JAMBIUPDATE.CO, TANJABTIMUR- Aktivis petani Thawaf Aly menjalani sidang pemeriksaan terdakwa di Pengadilan Negeri Tanjung Jabung Timur, Kamis (12/2/2026). Persidangan dipimpin Ketua Majelis Hakim Anselmus Vialino Sinaga, S.H., dengan anggota majelis Yessika Florencia, S.H., dan Amelia Amrina Rosyada, S.H., M.H.
Dalam perkara ini, Thawaf Aly didakwa melanggar Pasal 363 ayat (1) ke-4 KUHP tentang pencurian dan Pasal 480 KUHP tentang penadahan. Agenda sidang berfokus pada pemeriksaan terdakwa untuk menguji keterangan yang telah disampaikan para saksi pada persidangan sebelumnya.
Usai sidang, tim Penasihat Hukum (PH) Thawaf Aly mempertanyakan unsur mens rea atau niat jahat yang menjadi bagian penting dalam pembuktian unsur pidana. Juru Bicara Terdakwa, Abdullah Ihsan, menyebut unsur tersebut tidak terurai secara jelas dalam fakta persidangan.
“Dari sekitar tujuh saksi yang dihadirkan, keterangannya tidak bersesuaian. Unsur niat jahat yang didakwakan kepada klien kami tidak terbukti secara materiel,” ujar Abdullah kepada wartawan.
BACA JUGA: Kejari Tanjabtim Musnahkan Barang Rampasan 20 Perkara, Sabu 75,34 Gram Ikut Dimusnahkan
Tim PH juga menyoroti alat bukti yang diajukan jaksa. Menurut mereka, barang bukti maupun dokumen yang dihadirkan tidak saling menguatkan dan tidak relevan dengan perbuatan yang dituduhkan.

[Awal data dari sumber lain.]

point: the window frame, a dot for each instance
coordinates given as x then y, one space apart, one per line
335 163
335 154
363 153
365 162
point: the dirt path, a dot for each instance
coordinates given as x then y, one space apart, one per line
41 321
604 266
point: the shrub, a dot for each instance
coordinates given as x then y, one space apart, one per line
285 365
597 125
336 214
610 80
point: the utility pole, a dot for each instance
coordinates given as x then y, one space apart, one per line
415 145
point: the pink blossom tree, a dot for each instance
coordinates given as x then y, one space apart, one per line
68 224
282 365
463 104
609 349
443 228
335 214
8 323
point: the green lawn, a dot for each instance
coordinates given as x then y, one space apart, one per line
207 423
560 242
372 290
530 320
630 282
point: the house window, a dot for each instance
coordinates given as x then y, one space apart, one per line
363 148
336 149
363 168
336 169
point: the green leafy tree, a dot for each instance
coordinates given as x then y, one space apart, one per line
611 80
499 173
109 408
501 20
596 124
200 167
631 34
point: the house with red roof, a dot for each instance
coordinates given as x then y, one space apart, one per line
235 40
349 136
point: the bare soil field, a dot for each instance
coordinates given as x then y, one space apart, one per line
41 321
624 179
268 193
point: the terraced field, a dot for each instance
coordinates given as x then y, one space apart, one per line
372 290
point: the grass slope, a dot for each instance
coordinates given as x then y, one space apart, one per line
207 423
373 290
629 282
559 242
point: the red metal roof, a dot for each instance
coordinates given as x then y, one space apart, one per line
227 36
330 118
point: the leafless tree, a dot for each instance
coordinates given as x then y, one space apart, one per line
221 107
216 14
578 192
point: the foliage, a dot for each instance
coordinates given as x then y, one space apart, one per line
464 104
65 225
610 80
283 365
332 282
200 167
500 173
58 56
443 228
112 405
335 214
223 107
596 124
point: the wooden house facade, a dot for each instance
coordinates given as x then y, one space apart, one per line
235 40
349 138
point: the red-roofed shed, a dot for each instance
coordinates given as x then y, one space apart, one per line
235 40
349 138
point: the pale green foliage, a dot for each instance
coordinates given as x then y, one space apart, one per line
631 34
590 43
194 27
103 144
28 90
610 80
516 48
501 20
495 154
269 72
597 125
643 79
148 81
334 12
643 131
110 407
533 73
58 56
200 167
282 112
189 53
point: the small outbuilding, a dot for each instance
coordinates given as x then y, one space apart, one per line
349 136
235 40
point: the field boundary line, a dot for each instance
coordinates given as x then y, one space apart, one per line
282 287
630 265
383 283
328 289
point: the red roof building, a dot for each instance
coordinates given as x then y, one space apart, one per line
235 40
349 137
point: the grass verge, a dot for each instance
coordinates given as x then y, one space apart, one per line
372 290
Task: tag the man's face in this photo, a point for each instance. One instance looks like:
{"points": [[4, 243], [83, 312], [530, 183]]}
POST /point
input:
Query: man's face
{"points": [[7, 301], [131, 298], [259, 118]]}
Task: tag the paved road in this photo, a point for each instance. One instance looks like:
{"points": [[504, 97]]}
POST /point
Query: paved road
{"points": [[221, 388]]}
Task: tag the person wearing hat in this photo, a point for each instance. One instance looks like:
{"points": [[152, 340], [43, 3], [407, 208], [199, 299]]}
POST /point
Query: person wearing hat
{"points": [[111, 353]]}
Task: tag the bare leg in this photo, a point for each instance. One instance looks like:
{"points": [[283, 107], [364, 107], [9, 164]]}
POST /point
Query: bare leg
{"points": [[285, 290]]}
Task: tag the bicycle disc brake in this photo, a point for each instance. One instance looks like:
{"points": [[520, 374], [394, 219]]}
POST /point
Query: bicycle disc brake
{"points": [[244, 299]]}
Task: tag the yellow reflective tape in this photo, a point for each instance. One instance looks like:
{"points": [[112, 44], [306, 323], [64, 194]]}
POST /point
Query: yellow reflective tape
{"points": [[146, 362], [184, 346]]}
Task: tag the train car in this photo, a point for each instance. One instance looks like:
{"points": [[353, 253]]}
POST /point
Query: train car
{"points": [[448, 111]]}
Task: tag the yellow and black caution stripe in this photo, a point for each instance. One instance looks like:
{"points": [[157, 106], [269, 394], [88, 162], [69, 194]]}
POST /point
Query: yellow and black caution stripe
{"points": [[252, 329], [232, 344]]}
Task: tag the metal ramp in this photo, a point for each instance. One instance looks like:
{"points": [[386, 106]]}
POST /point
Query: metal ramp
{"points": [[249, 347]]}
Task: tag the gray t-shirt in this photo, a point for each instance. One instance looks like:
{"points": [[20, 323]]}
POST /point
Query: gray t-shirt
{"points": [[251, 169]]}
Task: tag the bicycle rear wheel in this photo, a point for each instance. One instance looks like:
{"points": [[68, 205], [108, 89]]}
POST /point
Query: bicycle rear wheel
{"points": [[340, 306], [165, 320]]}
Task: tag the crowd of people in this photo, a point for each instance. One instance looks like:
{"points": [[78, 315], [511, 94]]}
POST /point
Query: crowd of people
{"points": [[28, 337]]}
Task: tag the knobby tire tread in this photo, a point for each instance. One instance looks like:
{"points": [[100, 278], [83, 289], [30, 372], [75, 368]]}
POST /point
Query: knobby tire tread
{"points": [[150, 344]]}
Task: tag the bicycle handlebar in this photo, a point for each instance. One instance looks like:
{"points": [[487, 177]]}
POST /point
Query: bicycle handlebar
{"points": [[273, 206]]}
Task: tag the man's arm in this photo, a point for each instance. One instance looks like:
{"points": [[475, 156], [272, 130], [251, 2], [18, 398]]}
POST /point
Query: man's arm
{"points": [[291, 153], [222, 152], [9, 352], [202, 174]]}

Salah satu anggota kuasa hukum menyatakan dakwaan jaksa tidak hanya lemah secara pembuktian, tetapi juga dinilai cacat secara formil dan materiel. “Ketika diuji di persidangan, antara keterangan saksi dan alat bukti surat tidak sinkron. Ini yang kami persoalkan,” katanya.
Perkara ini berawal dari sengketa lahan seluas 48 hektare. Pihak pembela menjelaskan, pada 2001 lahan tersebut masuk dalam konsesi perusahaan berdasarkan Surat Keputusan Kementerian Kehutanan. Pada 2016, lahan disebut diserahkan kepada pemerintah desa untuk dimanfaatkan masyarakat, dan Thawaf Aly bersama sejumlah aktivis membentuk kelompok tani.
BACA JUGA: Air PDAM Dua Pekan “Seret”, Warga Kenali Asam Keluhkan Pelayanan Perumda Tirta Mayang
Pada 2021, terbit SK Kementerian Kehutanan Nomor 6613 yang menyatakan 33 hektare berstatus Area Peruntukan Lain (APL), sedangkan 15 hektare tetap kawasan hutan. Menurut kuasa hukum, aktivitas panen dilakukan di area yang berstatus APL.
Namun, laporan pidana tetap diajukan oleh pelapor dengan dasar surat sporadik yang, menurut tim PH, lokasinya tidak jelas dan telah dinyatakan tidak memiliki kekuatan hukum oleh ahli pidana yang dihadirkan di persidangan.